Their car was not far away now and they moved toward it, not speaking for twenty or thirty steps. Then Grant spoke again and his voice seemed to be coming from a long way off.
“I’ve argued those very points in my own mind for months, Marie. I’ve tried to consider everything which should be considered. If it were possible for me to set the calendar back to a time before meeting Anne, I would gladly do so. But I can’t. It has happened and I love her.”
He took her arm and held it as they approached the car, then continued to hold it as they stopped beside the car on the passenger side.
“I don’t really know what more to say at this point, Marie. Obviously, we’re going to have to talk more — much more — but at the moment I think we’re both pretty well talked out and emotionally drained. I guess we’d better go on home. I have to repack my things. I’m catching a flight to New York in the morning. The HAB Symposium starts tomorrow and before it begins I have to get in touch with the President. I’ll be in the Waldorf Astoria.”
She was unresisting, almost puppetlike as he helped her into the car, shut the door, and went around and climbed in behind the wheel. Although he slid the key into the ignition switch, he didn’t turn it on. Instead, he turned to face her and was abruptly appalled at how she looked. The faint lines of her face had become more deeply etched and harsher. What little color had been in her cheeks had drained away, leaving them ashen, and the normally warm eyes had taken on a lackluster coldness that Grant had never seen before. The full lips had thinned into a straight, colorless line and she looked years older. The whole physical aspect of her was so altered that it was suddenly as if he were seated beside a strange woman he had never seen before and he experienced a repellence toward her that was shocking in its strength. She didn’t raise her voice when she spoke, but there was a grating harshness in what she said and the words were flat and cold.
“You’re going with that whore-bitch, aren’t you?”
His jaw muscles clenched and he shook his head. “I’m going alone.”
“Lying bastard! Lying, cheating, heartless son of a bitch!”
“Marie!” He was stunned.
“You son of a bitch!” she repeated. “Miserable fucking son of a bitch!”
“Damn it, Marie, stop!” He reached out a hand to grip her arm but jerked it back as her nails dug into the flesh.

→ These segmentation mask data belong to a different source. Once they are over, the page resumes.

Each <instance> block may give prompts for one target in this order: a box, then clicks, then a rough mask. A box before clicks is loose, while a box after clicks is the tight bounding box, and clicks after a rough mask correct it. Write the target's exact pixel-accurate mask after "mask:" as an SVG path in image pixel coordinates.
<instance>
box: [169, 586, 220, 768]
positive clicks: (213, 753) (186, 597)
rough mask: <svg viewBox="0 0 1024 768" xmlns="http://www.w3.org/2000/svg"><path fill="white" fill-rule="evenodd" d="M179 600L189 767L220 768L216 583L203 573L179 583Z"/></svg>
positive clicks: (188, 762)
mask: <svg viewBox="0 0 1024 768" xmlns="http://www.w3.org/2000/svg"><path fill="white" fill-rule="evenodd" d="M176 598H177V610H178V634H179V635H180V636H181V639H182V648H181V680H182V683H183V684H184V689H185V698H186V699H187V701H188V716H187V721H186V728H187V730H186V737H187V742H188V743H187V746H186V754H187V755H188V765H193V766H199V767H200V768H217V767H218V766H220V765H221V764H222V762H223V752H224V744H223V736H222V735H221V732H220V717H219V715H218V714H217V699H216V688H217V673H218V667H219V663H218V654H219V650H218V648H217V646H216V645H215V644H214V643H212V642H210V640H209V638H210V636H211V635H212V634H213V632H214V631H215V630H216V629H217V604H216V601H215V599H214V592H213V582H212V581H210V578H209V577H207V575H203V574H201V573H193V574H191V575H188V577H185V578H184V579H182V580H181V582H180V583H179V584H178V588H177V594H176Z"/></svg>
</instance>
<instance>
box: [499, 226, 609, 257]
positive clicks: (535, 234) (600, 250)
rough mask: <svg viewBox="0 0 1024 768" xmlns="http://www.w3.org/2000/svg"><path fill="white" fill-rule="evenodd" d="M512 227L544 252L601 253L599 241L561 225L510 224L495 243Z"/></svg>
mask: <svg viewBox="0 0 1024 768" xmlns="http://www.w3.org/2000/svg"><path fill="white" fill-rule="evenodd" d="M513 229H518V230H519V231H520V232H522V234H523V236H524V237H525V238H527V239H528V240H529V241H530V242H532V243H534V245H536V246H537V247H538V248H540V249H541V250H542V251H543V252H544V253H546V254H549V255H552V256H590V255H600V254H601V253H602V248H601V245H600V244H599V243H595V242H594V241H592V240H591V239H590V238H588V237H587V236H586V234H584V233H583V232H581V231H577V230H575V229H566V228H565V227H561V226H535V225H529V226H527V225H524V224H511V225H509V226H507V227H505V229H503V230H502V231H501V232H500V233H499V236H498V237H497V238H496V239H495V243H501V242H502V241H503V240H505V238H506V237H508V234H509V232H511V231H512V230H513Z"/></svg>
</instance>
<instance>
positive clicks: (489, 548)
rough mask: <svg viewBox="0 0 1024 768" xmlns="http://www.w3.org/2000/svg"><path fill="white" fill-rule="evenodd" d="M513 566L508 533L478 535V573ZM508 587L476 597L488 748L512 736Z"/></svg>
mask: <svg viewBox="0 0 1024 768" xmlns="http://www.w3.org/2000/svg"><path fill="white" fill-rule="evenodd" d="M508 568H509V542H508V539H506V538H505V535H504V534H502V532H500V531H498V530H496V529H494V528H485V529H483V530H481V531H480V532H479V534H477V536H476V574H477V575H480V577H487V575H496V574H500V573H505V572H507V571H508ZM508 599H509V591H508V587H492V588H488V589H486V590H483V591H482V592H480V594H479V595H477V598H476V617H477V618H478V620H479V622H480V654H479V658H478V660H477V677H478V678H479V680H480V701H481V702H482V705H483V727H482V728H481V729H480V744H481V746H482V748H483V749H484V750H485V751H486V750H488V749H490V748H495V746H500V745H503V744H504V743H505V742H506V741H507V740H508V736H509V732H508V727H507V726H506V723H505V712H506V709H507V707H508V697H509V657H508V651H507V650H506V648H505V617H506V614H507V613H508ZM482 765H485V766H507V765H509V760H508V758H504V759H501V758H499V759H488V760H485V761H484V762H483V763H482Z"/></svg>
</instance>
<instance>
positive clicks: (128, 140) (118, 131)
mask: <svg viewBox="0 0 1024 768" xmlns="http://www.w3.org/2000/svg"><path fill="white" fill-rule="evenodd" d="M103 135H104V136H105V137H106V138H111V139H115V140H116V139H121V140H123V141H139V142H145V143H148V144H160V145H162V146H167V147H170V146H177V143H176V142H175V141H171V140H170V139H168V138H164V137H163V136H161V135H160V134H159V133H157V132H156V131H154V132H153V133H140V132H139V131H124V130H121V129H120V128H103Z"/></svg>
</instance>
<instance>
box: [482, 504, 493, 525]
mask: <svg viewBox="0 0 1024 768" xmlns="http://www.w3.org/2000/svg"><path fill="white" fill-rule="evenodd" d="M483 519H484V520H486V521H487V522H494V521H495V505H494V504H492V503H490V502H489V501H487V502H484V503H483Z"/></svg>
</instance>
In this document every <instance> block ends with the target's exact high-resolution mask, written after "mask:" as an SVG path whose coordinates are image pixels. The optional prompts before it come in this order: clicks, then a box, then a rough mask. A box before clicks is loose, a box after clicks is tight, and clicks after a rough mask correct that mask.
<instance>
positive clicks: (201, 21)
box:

She raised both hands, the fingers curved into claws, poised to strike.
“Touch me again and I’ll dig your eyes out,” she hissed.
They stared at one another for a long frozen period and then gradually her hands lowered to her lap and rested there as clenched fists, colorless bony extensions of her arms. She averted her eyes from him and sat stiffly, staring straight ahead, saying nothing.
He exhaled heavily, started the car and pulled out of the parking lot onto Dempster heading west. No further words passed between them on the way to the house. For now, there was nothing left to say. But as startling as the change had been in Marie, so too, on this drive back to Bobolink Terrace, there was a change in John Grant. It was not as outwardly apparent a change as Marie’s, but it was no less significant. Something had just gelled for him. Something that had been in the back of his mind ever since listening to a couple of Anne’s comments this morning in her apartment.